EXOGEN™ is a Class IIa Medical Device. It has a CE-certificate and is approved of the Premarket Approval Application (PMA) of the Food and Drug Administration (FDA). It is also approved in UK (NICE), Australia, Canada, Japan and United States of America.
EXOGEN™ is designed to use low-intensity pulsed ultrasound (LIPUS) to help stimulate the body’s natural healing of a fracture. The device is portable and self-administered by the patient for 20 minutes per day.
Patient series have suggested that LIPUS might promote healing of non-union fractures. A recent systematic review of randomised trials for bone healing concluded that based on moderate to high quality evidence from studies in patients with fresh fracture, LIPUS does not improve outcomes important to patients and probably has no effect on radiographic bone healing. The applicability to other types of fracture such as non-union fractures is open to debate.

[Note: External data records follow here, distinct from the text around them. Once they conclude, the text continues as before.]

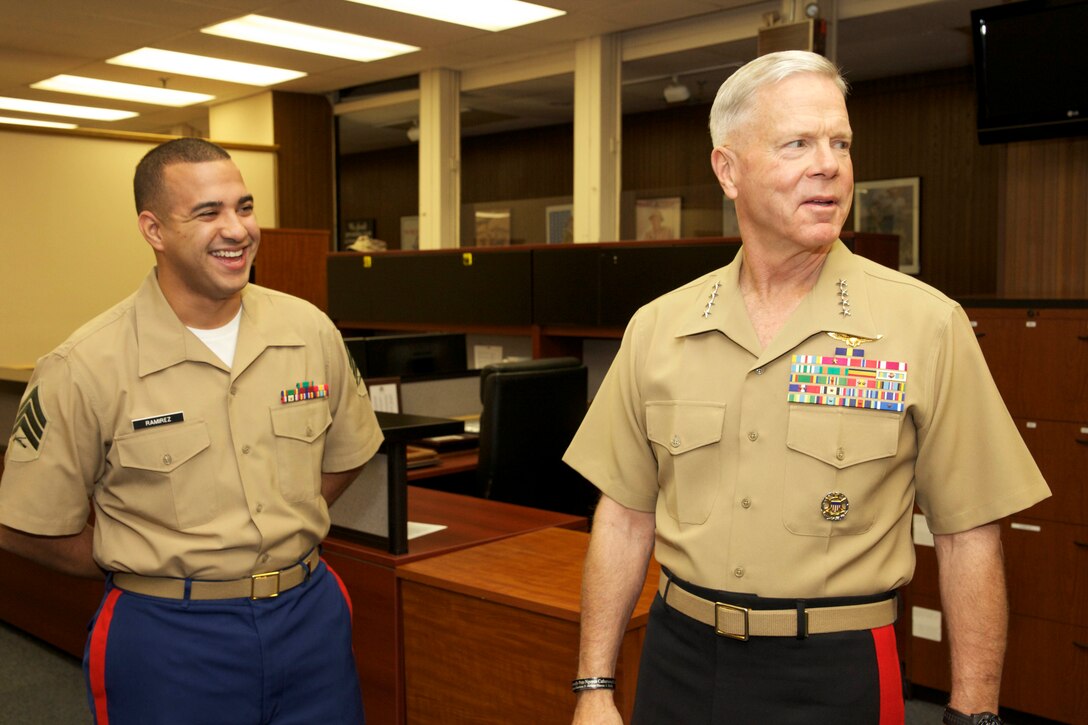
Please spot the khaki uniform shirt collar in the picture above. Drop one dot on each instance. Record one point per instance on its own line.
(720, 306)
(164, 341)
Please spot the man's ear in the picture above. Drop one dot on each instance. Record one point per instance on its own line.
(725, 163)
(151, 229)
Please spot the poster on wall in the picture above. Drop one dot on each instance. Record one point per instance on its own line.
(560, 223)
(657, 219)
(409, 232)
(493, 228)
(890, 206)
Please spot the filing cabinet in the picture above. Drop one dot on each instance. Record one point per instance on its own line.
(1038, 356)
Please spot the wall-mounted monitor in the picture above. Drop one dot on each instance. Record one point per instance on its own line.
(410, 355)
(1029, 70)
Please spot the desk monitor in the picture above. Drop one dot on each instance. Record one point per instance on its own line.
(407, 356)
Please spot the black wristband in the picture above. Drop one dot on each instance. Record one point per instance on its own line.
(593, 684)
(953, 716)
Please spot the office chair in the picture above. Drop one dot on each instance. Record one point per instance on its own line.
(531, 410)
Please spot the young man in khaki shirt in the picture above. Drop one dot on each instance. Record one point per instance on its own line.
(209, 424)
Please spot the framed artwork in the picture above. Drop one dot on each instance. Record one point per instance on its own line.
(409, 232)
(493, 228)
(384, 394)
(560, 223)
(657, 219)
(891, 206)
(356, 228)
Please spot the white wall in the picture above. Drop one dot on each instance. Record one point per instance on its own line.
(69, 243)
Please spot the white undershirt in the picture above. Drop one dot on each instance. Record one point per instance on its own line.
(222, 341)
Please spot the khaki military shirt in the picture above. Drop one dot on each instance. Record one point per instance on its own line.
(812, 496)
(194, 469)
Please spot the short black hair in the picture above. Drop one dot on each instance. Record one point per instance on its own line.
(147, 183)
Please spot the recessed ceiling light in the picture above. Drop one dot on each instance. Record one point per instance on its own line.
(35, 122)
(484, 14)
(64, 109)
(201, 66)
(75, 84)
(308, 38)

This single technology assessment was commissioned by the Commissioning Forum in the National System for Managed Introduction of New Health Technologies within the Specialist Health Service in Norway (ID2015_014). The Forum requested the Norwegian Institute of Public Health to evaluate the efficacy, safety and health economic documentation for EXOGEN™ compared to surgical treatment for the management of patients with non-union of a fracture. Norwegian Institute of Public Health has evaluated the submitted documentation up towards available published documentation.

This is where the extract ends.